Mas chega de falar de pedofilia e voltemos ao filme: quando os caçadores de diamantes retornam à Inglaterra e começam a falar sobre a tal Deusa Branca, a história chega aos ouvidos da velha Hermine De Winter (Lina Romay, com maquiagem para parecer idosa), a mãe da menina, que já tinha desistido de encontrá-la com vida.
Pois a moribunda milionária pretende reencontrar a filha antes de morrer (ao mesmo tempo em que aparentemente esquece do maridão, que sumiu naquele mesmo acidente aéreo), e para isso resolve financiar uma nova expedição para trazê-la de volta à civilização. De preferência antes de bater as botas, já que a menina é a herdeira direta da sua fortuna.
Para isso, Hermine contrata dois experientes guias que passarão o restante do filme se bicando: um é Fred (Albino Graziani, de "Oásis dos Zumbis"), um veterano de guerra; o outro é o herói Al Pereira (Antonio Mayans), personagem originalmente criado por Franco para seu thriller de espionagem "Cartes sur Table" (1966), e que desde então foi promovido de espião a detetive particular e, agora, explorador da selva, sempre conforme a necessidade!
O único problema é que tem gente torcendo para que a menina da selva nunca mais volte para a civilização. Trata-se de Matthew, o irmão da milionária (interpretado por Olivier Mathot), e que será o único herdeiro da fortuna caso a filha perdida continue perdida. Com medo de que a expedição de resgate seja bem-sucedida, ele e sua esposa Lita (Mari Carmen Nieto, aqui creditada como "Ana Stern") resolvem fazer parte do grupo para dar um fim em Diana assim que ela for encontrada.
É quando DIAMONDS OF KILIMANDJARO volta para a selva e Franco despeja para cima do espectador todo clichê possível e imaginável das aventuras do gênero: a expedição de resgate enfrenta animais selvagens, ataques de índios, cabeças cortadas, travessia de rio em jangada e até a rivalidade entre eles mesmos (além da cobiça de alguns dos seus integrantes).

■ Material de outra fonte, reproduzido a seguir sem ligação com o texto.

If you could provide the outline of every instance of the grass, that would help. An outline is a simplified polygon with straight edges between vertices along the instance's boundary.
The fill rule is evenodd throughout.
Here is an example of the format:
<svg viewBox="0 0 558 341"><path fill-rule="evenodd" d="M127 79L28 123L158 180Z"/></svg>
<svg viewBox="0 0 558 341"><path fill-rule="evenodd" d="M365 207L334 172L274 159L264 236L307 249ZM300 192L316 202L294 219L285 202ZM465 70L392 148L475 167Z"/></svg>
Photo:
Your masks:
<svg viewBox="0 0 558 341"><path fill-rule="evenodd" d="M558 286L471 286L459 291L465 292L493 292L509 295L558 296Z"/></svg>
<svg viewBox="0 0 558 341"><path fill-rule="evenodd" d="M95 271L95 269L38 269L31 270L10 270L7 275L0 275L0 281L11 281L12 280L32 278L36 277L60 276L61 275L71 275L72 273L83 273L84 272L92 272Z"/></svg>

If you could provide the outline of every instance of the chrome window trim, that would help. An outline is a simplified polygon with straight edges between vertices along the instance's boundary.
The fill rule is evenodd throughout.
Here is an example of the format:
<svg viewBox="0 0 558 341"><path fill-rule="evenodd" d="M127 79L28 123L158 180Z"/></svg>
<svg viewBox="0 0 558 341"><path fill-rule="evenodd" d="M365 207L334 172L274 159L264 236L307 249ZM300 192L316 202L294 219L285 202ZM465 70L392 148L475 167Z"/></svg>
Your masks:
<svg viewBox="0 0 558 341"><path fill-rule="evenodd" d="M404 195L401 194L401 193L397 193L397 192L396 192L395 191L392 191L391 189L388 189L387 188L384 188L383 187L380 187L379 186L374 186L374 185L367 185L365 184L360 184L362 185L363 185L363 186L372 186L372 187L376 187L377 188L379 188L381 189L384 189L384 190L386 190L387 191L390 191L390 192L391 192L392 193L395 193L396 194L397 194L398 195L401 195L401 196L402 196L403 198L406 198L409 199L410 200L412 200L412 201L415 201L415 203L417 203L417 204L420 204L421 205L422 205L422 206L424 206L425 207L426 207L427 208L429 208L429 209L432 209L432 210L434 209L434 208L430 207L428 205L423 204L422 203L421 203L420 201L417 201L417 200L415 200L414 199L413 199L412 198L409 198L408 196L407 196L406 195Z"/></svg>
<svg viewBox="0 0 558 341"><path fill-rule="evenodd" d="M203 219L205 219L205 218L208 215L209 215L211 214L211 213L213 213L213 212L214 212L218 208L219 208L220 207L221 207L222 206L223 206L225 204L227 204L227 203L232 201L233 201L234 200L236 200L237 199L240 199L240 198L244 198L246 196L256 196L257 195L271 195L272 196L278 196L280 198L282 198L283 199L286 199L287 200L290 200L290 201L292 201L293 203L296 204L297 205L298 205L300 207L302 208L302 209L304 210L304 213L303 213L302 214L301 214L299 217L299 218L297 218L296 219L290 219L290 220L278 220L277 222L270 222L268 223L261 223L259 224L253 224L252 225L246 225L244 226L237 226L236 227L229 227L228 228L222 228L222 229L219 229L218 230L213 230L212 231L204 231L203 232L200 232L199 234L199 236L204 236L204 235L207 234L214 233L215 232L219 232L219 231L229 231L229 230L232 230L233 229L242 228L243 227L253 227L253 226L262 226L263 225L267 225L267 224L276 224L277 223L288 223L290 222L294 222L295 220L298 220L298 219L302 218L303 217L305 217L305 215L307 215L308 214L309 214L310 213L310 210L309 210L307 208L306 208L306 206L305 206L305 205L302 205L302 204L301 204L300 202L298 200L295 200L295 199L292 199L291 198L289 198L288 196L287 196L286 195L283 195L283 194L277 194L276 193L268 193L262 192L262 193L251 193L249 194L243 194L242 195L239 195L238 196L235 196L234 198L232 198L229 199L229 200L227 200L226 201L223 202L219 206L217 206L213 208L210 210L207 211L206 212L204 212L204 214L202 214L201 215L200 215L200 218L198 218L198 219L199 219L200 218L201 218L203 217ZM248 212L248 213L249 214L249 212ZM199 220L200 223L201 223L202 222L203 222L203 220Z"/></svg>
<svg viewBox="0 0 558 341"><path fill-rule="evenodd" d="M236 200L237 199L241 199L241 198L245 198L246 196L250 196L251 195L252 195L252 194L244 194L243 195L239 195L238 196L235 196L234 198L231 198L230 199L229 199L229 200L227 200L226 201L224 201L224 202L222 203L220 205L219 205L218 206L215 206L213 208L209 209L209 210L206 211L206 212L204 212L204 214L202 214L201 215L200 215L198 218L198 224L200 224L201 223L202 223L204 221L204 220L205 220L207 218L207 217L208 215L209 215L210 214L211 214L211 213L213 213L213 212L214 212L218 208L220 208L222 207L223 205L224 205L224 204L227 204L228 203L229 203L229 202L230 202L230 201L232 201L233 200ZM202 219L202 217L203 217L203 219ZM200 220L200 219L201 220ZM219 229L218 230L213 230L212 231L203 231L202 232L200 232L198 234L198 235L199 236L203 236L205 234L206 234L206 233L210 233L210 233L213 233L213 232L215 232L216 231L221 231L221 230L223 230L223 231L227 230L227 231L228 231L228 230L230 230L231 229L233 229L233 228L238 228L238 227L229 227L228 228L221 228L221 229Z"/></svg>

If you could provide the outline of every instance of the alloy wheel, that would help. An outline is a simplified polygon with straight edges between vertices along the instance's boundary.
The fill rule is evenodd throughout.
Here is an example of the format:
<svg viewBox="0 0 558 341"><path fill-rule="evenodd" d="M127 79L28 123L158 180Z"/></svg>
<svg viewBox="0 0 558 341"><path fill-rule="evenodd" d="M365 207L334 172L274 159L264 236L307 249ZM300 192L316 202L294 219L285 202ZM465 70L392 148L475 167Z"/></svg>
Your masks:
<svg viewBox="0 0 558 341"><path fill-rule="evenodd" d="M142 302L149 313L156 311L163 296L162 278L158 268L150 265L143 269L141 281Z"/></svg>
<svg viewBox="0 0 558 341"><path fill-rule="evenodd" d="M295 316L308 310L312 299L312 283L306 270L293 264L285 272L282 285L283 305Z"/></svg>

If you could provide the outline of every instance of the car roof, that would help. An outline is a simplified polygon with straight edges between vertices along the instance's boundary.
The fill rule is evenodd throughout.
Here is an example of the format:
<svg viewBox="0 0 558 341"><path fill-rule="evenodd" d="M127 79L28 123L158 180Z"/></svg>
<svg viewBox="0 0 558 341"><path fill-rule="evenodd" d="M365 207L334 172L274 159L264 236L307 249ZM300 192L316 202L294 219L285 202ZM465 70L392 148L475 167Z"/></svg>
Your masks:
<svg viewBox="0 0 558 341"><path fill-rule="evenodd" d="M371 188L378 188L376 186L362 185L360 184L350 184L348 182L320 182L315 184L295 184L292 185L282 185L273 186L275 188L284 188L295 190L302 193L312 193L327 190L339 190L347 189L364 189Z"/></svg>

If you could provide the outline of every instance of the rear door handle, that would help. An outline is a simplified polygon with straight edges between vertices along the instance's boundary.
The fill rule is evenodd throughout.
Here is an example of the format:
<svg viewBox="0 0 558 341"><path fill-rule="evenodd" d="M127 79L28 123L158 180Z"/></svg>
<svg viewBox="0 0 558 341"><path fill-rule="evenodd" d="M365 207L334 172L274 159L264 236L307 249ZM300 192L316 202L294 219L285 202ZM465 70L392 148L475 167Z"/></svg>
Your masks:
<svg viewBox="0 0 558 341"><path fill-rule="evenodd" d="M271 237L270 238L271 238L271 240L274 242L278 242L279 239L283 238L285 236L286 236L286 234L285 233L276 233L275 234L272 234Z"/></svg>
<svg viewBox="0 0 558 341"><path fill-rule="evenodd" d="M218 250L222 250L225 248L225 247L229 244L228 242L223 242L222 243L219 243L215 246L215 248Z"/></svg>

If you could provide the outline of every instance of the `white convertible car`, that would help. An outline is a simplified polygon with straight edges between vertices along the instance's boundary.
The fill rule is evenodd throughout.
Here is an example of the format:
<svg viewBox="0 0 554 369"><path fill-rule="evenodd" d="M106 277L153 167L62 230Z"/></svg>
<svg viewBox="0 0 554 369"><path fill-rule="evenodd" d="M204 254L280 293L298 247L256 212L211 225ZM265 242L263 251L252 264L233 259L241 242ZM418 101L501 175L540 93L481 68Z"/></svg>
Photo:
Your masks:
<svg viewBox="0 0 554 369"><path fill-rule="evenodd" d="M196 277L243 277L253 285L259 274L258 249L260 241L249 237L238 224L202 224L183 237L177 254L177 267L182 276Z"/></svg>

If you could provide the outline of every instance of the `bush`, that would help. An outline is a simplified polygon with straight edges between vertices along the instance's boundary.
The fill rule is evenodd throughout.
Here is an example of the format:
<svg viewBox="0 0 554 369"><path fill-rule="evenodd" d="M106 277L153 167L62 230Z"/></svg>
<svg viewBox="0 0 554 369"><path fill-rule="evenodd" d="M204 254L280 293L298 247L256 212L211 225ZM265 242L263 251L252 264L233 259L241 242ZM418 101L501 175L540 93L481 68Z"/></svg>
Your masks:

Mas como este também é um legítimo filme de Jess Franco, o diretor garante uma razoável quantidade de mulher pelada e putaria entre uma cena de aventura e outra, seja com a ninfetinha Katja desfilando sempre de topless, seja com a safadinha Mari Carmen (de "La Mansión de los Muertos Vivientes") seduzindo o guia Al sempre que o marido alcoólatra marca bobeira, seja com a "nativa" Aline Mess de peitos de fora e fazendo dancinhas eróticas para o resto da tribo.
Mais do que um aventura com toques de erotismo, DIAMONDS OF KILIMANDJARO é uma autêntica comédia trash. A tal expedição de resgate é o retrato de uma produção sem dinheiro, com meia dúzia de sujeitos carregando umas caixas visivelmente vazias e até... um barril de vinho? Sem contar que os aventureiros enfrentam as provações da floresta vestidos como se estivessem indo para o bar tomar umas cervejas. O destaque vai novamente para Mari Carmen Nieto e sua Lita, que encara a selva africana vestindo shortinho jeans atolado na bunda, blusinha decotada para ir na balada e botinhas de salto alto cor rosa-choque (abaixo), que certamente não ajudam nem no quesito conforto, nem no quesito camuflagem!
O velho Jess não teve muito trabalho no set, considerando que a maioria das cenas de "perigo" foi feita através do reaproveitamento das já citadas cenas de arquivo de 200 anos atrás. Tipo quando Lita vai tomar banho de rio (pelada, óbvio, em plena África) e atrai crocodilos famintos em sua direção.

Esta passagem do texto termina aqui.